6. Governance & Compliance
What it means
Healthy ITOM requires governance. Governance measures ownership, accountability, and compliance with policies.
How to measure it
- Percentage of CIs reviewed within governance timelines.
- Audit compliance rates.
- Number of unauthorized changes detected.
Why it matters
Without governance, CMDBs rot. Ownership gets fuzzy, updates stop, and audits fail.

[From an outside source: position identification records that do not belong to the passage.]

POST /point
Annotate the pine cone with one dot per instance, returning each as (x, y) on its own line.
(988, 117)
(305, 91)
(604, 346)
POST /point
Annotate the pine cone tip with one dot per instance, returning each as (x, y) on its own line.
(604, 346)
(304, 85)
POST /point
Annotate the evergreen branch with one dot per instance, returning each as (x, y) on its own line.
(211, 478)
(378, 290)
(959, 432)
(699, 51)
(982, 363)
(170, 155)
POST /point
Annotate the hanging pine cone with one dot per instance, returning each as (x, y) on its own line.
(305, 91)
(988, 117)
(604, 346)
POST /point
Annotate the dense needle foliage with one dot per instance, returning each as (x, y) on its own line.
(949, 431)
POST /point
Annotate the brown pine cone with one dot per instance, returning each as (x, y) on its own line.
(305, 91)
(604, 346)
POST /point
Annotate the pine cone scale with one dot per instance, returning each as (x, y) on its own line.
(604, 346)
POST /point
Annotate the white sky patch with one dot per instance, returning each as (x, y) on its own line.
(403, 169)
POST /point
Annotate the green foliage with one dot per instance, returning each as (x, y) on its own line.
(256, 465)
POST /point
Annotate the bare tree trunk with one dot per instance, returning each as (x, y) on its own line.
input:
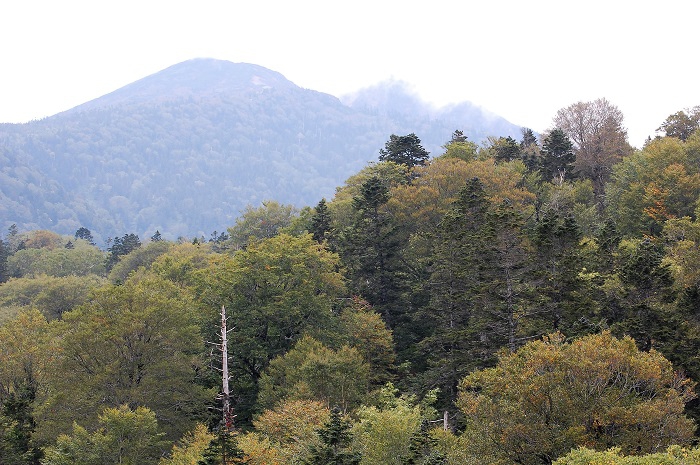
(225, 392)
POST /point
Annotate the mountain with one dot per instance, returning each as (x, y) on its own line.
(185, 150)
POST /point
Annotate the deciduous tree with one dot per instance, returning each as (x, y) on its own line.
(551, 396)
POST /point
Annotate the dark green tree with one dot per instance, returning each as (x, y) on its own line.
(335, 443)
(85, 234)
(121, 246)
(4, 255)
(404, 150)
(371, 251)
(557, 156)
(648, 294)
(321, 221)
(457, 274)
(17, 425)
(681, 124)
(458, 136)
(530, 150)
(223, 450)
(506, 149)
(423, 449)
(558, 264)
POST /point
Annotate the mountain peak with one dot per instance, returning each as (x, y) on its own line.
(198, 78)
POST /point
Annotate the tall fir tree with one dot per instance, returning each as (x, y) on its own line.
(336, 440)
(372, 252)
(321, 221)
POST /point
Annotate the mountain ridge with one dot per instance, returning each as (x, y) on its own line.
(185, 150)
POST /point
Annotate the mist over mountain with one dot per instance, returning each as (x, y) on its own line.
(185, 150)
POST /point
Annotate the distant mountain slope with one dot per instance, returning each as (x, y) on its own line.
(183, 151)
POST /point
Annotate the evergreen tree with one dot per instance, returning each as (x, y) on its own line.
(557, 156)
(530, 150)
(506, 149)
(558, 263)
(85, 234)
(404, 150)
(335, 439)
(4, 255)
(423, 449)
(223, 450)
(321, 221)
(121, 246)
(460, 242)
(458, 136)
(372, 250)
(17, 425)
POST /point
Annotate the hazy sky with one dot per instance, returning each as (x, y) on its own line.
(523, 60)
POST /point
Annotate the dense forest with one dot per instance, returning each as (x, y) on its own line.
(185, 150)
(532, 301)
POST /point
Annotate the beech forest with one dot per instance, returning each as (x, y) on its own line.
(531, 301)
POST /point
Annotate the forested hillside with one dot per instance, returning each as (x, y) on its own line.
(185, 150)
(531, 300)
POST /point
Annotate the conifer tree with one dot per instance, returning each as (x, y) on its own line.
(335, 443)
(372, 252)
(321, 221)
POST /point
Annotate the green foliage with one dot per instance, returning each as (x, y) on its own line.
(404, 150)
(286, 433)
(139, 257)
(551, 396)
(675, 455)
(682, 123)
(314, 372)
(275, 291)
(260, 223)
(223, 450)
(81, 260)
(364, 330)
(136, 344)
(4, 255)
(85, 234)
(656, 184)
(121, 246)
(190, 449)
(384, 434)
(557, 157)
(336, 440)
(320, 221)
(505, 149)
(25, 353)
(53, 296)
(371, 251)
(123, 437)
(17, 425)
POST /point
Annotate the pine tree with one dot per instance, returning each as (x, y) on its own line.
(557, 157)
(223, 450)
(460, 242)
(321, 221)
(85, 234)
(335, 443)
(404, 150)
(17, 426)
(372, 250)
(423, 449)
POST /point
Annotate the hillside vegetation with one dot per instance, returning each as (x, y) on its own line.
(186, 150)
(531, 301)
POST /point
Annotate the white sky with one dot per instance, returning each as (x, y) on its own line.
(523, 60)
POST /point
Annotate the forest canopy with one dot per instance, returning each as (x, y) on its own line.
(527, 301)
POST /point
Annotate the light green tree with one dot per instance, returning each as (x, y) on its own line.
(551, 396)
(123, 437)
(137, 344)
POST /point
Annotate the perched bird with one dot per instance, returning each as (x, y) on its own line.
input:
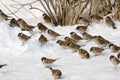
(74, 47)
(96, 18)
(81, 29)
(87, 36)
(69, 40)
(105, 12)
(84, 54)
(114, 48)
(75, 36)
(3, 16)
(23, 25)
(114, 61)
(23, 37)
(47, 61)
(56, 73)
(116, 16)
(30, 28)
(42, 27)
(2, 65)
(62, 43)
(101, 41)
(96, 50)
(118, 55)
(53, 33)
(46, 18)
(43, 40)
(84, 20)
(13, 22)
(109, 22)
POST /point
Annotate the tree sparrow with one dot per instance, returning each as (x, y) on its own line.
(2, 65)
(118, 55)
(53, 33)
(30, 28)
(109, 22)
(47, 61)
(46, 18)
(23, 25)
(62, 43)
(114, 60)
(84, 20)
(42, 27)
(14, 22)
(81, 29)
(56, 73)
(74, 47)
(69, 40)
(114, 48)
(42, 39)
(84, 54)
(75, 36)
(96, 50)
(105, 12)
(116, 16)
(3, 16)
(96, 18)
(23, 37)
(101, 41)
(87, 36)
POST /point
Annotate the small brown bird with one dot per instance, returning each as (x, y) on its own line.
(3, 16)
(74, 47)
(2, 65)
(116, 16)
(69, 40)
(14, 22)
(43, 40)
(101, 41)
(56, 73)
(96, 18)
(47, 61)
(84, 54)
(114, 61)
(81, 29)
(53, 33)
(75, 36)
(105, 12)
(42, 27)
(96, 50)
(84, 20)
(62, 43)
(118, 55)
(109, 22)
(114, 48)
(23, 37)
(46, 18)
(87, 36)
(23, 25)
(30, 28)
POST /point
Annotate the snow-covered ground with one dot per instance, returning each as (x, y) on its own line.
(24, 62)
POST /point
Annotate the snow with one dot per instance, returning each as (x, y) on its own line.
(24, 62)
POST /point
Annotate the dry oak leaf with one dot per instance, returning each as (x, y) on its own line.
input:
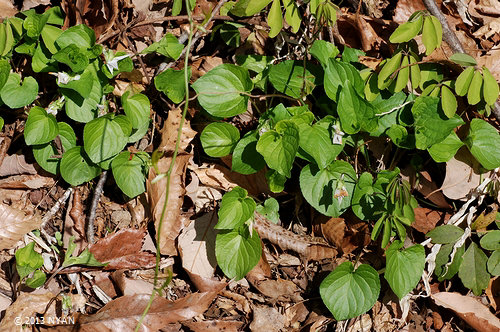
(123, 250)
(172, 223)
(14, 224)
(470, 310)
(123, 313)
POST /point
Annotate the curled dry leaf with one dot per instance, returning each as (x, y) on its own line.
(172, 223)
(123, 250)
(14, 224)
(469, 309)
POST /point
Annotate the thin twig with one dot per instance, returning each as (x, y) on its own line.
(93, 206)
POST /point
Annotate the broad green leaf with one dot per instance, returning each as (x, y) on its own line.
(288, 77)
(407, 31)
(79, 35)
(463, 81)
(384, 76)
(445, 234)
(246, 159)
(129, 172)
(316, 141)
(446, 149)
(431, 125)
(355, 112)
(472, 271)
(491, 240)
(249, 7)
(76, 168)
(404, 267)
(103, 138)
(219, 139)
(237, 251)
(279, 146)
(220, 91)
(323, 51)
(16, 95)
(328, 190)
(171, 83)
(490, 87)
(269, 209)
(494, 263)
(348, 293)
(474, 93)
(448, 102)
(275, 19)
(443, 257)
(339, 74)
(483, 142)
(46, 154)
(40, 127)
(27, 260)
(463, 59)
(137, 108)
(235, 209)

Governance keeps your CMDB alive.
Checklist for governance
✔️ Every CI has a defined owner
✔️ Review and certification process in place
✔️ Audit compliance >90%
Example
A pharmaceutical company avoided regulatory penalties because they could prove every CI had an assigned owner and an up-to-date record. Their governance process became a model for the entire industry.
7. Business Value Delivered
What it means
ITOM isn’t about assets. It’s about outcomes. Business value proves that ITOM investments actually deliver results.
How to measure it
- Improvements in Mean Time to Resolve (MTTR).
- Reduction in incident volume from proactive monitoring.
- Faster change approvals with fewer failures.
- Hours saved in audits and compliance reporting.
Why it matters
If ITOM doesn’t reduce costs, improve reliability, or boost agility, it isn’t working. Business value is the ultimate test.
Checklist for business value
✔️ Measurable improvement in MTTR
✔️ At least 10–20% reduction in incident volume
✔️ Documented savings in audit preparation
✔️ Positive feedback from business stakeholders
Example
A financial services firm tied CMDB health to SLA performance. After improving their data quality, SLA breaches dropped by 40%. The business recognized ITOM as a direct contributor to customer satisfaction.
Pulling It All Together
Healthy ITOM is measurable.
By tracking these seven metrics—accuracy, completeness, freshness, relationship coverage, usage, governance, and business value—you can see if your ITOM is delivering.
Don’t guess. Measure.
Don’t hope. Diagnose.
Final Word
Your CMDB is not a static asset. It’s a living system.
Review these metrics quarterly. Automate wherever possible. Assign clear ownership.
Do this consistently, and your ITOM will not just “work.”
It will become the heartbeat of enterprise resilience and growth.